Question about implementation of log softmax

azshue / TPT

Test-time Prompt Tuning (TPT) for zero-shot generalization in vision-language models (NeurIPS 2022))

https://azshue.github.io/TPT/

MIT License

145 stars 17 forks source link

Question about implementation of log softmax #5

Closed linzhiqiu closed 1 year ago

linzhiqiu commented 1 year ago

I am curious why you used

logits = outputs - outputs.logsumexp(dim=-1, keepdim=True) instead of logits = outputs.log_softmax(dim=1) [N, 1000]

and similarly avg_logits = logits.logsumexp(dim=0) - np.log(logits.shape[0]) instead of avg_logits = logits.mean(0) [1, 1000]

Thanks!

azshue commented 1 year ago

Hi @linzhiqiu,

Thank you for your interest in our work and implementation.

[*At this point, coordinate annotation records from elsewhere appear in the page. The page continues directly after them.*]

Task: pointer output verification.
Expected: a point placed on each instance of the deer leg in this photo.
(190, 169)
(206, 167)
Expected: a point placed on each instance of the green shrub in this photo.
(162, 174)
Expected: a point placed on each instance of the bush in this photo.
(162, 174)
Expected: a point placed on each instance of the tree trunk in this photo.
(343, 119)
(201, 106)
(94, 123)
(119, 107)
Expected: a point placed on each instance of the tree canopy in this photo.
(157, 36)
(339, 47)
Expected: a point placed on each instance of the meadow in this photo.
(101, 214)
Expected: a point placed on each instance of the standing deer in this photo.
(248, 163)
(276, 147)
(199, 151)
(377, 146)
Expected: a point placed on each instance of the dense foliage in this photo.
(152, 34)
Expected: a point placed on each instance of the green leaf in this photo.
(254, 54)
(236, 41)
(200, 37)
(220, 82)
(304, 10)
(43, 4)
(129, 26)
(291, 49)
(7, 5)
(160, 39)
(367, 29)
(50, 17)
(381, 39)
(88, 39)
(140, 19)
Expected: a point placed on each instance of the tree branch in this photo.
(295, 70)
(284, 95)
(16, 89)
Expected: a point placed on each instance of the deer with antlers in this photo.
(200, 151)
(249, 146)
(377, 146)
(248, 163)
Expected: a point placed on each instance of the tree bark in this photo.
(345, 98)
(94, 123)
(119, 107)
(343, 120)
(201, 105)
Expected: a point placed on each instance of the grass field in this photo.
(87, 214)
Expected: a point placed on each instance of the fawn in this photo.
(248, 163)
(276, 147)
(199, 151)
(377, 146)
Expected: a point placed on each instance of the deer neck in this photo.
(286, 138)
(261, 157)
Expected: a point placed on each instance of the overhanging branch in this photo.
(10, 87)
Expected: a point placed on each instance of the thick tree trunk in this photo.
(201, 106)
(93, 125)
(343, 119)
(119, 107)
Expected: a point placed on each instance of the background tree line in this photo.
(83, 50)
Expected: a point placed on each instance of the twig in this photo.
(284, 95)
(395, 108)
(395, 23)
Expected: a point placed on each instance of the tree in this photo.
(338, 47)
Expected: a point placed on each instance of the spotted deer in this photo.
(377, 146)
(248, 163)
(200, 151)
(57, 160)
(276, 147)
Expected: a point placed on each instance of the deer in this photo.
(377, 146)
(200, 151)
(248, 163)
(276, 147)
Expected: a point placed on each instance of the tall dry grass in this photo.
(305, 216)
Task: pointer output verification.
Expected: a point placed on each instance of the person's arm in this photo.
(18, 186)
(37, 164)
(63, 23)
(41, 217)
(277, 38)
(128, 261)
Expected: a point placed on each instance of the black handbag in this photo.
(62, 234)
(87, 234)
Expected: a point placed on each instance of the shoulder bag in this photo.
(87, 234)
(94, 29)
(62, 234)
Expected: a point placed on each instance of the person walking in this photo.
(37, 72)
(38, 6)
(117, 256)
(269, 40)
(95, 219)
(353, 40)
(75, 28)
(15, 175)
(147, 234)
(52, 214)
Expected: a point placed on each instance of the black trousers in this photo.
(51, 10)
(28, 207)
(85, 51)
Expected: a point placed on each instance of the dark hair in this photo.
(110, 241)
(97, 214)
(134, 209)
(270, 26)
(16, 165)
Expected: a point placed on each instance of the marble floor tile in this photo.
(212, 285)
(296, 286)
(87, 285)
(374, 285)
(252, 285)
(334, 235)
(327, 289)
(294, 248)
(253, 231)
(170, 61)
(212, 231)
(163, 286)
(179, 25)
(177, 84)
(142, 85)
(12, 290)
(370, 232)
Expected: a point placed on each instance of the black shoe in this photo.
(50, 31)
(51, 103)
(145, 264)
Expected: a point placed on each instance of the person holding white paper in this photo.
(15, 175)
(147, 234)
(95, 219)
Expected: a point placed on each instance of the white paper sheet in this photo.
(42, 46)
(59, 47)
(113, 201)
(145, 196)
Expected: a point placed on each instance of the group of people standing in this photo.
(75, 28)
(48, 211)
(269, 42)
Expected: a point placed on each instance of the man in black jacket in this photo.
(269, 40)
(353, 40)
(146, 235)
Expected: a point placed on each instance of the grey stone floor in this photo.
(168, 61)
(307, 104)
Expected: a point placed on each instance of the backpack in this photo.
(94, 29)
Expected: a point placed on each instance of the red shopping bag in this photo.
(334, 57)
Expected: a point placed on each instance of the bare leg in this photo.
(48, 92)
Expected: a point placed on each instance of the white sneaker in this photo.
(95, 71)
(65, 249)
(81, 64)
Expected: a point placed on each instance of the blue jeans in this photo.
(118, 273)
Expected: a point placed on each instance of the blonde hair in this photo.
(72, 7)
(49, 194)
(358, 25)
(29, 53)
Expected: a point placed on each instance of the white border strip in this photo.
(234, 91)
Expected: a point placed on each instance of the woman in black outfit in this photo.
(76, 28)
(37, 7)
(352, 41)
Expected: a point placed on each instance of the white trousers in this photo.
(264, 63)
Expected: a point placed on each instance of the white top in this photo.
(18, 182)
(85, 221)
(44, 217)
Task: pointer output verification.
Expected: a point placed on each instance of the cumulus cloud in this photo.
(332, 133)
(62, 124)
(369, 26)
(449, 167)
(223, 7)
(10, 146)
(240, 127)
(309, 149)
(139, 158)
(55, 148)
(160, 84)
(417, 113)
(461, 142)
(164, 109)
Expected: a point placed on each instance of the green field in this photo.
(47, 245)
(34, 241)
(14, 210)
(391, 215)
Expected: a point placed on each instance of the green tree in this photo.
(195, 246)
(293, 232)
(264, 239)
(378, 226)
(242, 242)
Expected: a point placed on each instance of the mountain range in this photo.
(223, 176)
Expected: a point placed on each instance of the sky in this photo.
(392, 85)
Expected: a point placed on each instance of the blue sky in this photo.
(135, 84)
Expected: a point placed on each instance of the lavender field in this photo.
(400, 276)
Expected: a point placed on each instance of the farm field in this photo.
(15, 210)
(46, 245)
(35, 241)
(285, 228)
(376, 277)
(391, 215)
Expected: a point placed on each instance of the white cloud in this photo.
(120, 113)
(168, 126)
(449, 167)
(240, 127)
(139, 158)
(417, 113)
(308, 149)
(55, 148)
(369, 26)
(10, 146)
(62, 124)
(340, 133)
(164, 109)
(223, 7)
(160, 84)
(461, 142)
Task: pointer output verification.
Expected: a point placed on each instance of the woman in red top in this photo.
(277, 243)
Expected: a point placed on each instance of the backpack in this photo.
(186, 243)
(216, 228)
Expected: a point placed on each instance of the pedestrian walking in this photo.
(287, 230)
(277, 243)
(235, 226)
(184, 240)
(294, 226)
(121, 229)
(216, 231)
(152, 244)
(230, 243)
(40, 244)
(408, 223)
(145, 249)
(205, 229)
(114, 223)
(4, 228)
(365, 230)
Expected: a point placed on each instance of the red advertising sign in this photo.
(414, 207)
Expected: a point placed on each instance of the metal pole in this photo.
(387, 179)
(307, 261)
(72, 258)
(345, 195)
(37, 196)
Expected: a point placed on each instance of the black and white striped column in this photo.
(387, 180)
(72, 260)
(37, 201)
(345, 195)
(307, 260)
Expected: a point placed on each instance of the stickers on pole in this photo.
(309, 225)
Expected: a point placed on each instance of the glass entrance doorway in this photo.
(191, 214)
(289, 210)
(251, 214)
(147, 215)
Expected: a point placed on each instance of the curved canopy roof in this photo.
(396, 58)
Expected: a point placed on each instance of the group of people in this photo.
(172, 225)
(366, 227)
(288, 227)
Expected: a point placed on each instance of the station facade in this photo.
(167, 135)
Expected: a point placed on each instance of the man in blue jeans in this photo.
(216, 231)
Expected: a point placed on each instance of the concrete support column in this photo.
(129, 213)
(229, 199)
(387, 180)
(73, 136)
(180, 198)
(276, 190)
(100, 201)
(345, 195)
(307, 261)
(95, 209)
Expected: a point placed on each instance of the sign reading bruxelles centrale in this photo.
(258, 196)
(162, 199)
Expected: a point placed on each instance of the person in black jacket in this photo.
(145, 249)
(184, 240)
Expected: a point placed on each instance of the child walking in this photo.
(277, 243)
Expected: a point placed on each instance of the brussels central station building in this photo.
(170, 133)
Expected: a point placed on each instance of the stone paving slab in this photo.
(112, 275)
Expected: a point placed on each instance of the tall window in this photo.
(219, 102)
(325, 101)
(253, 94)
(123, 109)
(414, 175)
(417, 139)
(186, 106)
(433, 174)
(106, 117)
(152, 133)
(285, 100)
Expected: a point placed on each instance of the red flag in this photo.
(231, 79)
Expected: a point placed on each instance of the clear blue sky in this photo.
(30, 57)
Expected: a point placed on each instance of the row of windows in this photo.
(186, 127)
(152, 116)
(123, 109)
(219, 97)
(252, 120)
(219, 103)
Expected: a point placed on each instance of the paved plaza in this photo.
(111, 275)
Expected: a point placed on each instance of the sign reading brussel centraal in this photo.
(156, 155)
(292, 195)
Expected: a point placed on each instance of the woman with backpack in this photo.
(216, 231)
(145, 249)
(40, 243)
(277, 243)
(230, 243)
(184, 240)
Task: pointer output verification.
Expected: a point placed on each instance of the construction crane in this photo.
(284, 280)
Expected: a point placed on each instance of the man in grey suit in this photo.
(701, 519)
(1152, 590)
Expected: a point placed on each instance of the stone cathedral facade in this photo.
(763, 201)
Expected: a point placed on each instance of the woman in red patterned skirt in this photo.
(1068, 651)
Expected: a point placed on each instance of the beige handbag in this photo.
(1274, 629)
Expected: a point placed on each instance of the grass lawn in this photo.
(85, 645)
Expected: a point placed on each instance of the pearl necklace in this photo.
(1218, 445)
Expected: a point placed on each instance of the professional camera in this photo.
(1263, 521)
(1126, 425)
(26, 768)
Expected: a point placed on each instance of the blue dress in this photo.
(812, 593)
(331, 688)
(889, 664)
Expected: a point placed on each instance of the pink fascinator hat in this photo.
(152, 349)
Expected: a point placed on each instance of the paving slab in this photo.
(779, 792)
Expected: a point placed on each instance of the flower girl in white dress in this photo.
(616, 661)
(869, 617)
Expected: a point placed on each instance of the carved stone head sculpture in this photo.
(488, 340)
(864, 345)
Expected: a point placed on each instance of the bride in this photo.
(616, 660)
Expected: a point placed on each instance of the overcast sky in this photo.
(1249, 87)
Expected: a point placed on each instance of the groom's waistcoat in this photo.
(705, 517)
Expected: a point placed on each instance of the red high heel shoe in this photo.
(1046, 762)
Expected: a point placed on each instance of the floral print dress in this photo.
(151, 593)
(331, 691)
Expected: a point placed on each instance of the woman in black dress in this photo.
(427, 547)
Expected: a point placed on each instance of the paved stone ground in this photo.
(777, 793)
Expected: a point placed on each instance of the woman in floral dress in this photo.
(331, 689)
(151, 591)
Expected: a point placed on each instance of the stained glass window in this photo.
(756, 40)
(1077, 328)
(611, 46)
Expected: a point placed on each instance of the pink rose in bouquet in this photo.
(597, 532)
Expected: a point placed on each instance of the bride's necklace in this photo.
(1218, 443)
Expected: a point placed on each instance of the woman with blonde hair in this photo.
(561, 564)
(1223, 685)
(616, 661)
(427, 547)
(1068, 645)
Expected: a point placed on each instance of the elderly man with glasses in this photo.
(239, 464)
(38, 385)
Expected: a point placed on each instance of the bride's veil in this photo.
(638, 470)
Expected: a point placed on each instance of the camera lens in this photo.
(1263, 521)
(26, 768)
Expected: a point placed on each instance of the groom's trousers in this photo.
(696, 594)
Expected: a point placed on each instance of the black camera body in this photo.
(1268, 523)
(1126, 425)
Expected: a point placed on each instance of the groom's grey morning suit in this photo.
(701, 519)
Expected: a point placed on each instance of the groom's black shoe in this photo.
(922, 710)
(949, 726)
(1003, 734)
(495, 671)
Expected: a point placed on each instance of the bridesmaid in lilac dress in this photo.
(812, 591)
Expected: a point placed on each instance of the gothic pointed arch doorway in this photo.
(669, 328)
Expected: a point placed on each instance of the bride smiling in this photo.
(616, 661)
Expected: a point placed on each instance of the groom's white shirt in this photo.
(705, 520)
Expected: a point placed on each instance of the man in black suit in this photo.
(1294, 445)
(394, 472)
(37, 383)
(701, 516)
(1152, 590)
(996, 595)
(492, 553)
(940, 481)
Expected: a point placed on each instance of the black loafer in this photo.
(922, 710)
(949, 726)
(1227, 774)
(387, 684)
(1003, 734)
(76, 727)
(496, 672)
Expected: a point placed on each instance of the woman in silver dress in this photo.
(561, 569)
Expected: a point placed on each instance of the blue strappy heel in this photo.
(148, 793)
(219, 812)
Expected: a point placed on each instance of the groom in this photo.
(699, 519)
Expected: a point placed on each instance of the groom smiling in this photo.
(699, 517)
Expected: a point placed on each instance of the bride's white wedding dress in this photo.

For calculating the averaged entropy, we follow the implementation of MEMO. Using logsumexp is a trick for numerical stability, but it could be that PyTorch's implementation of log_softmax has accounted for this issue, so it may be fine using either. (I don't recall if I've had problems using the alternative implementation. It's likely that I haven't used the alternatives.)

linzhiqiu commented 1 year ago

Okay that makes a lot of sense -- I recently came across this issue in my other project and was worried that torch's log_softmax doesn't use this cool trick.

Thanks! Very impressive work and we are considering following up!